It's turned into something of an impressive side project for Cease, who has a giant collection of discs, a list of top players who send him swag and an appreciation of and from those in the disc-golf community.

"A lot of the disc-golf community's baseball fans," Cease said. "I'll buy a disc on ebay, and someone will message me like, 'Hey man, appreciate you growing the sport.' I'm like, 'Wow. OK, they recognize me.'"

If you're part of that community, or just enjoying a day outside, you might spot Cease and some other White Sox players playing in Chicagoland. Cease said that he's trying to get some of his teammates into the sport, too, with Lucas Giolito being receptive. He's played with Michael Kopech and Jimmy Lambert, too. He's hoping Dallas Keuchel will come out with him at some point.

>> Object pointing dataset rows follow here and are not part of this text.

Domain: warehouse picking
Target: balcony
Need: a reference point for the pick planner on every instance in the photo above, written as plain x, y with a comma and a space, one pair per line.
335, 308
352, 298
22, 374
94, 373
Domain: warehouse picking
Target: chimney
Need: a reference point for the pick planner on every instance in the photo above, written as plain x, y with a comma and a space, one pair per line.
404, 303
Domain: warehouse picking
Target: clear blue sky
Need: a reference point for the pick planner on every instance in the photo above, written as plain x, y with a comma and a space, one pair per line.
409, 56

Cease has played at local courses in the South Suburbs. But it's down around his hometown in Georgia where his favorite courses are.

"It's like a mountain course, almost," he said of his favorite north of Atlanta. "It feels like you're just in nature. And they've got a course that's got a big cave you throw into.

"I like the wooded ones. I like the ones where you feel like you're out in the middle of nowhere. ... Trees all over the place, you've got to throw through it. Good times."

Cease even went as far as playing a makeshift game on a make-it-up-as-you-go course at Progressive Field in Cleveland during the White Sox most recent road trip.

The day he was whipping discs around Guaranteed Rate Field wasn't that involved. He was just showing off. He could have fooled me, though, as I watched him land one through the doorway in the visitor's dugout.

It seemed like a hole in one. It turns out it wasn't quite so intentional.

"I was just throwing for distance, trying to show off here," he said. "I was nervous. I think if one of those hits somebody, I think that'd be trouble. So I was like, 'Man, I hope I didn't just nail somebody.'"

Cease said throwing discs at the ballpark is a great way to relax and get away from the intense focus on baseball required for players to do their job well. It sounded a lot like the description teammate Liam Hendriks gave of the benefits of his personal love of LEGOs last week.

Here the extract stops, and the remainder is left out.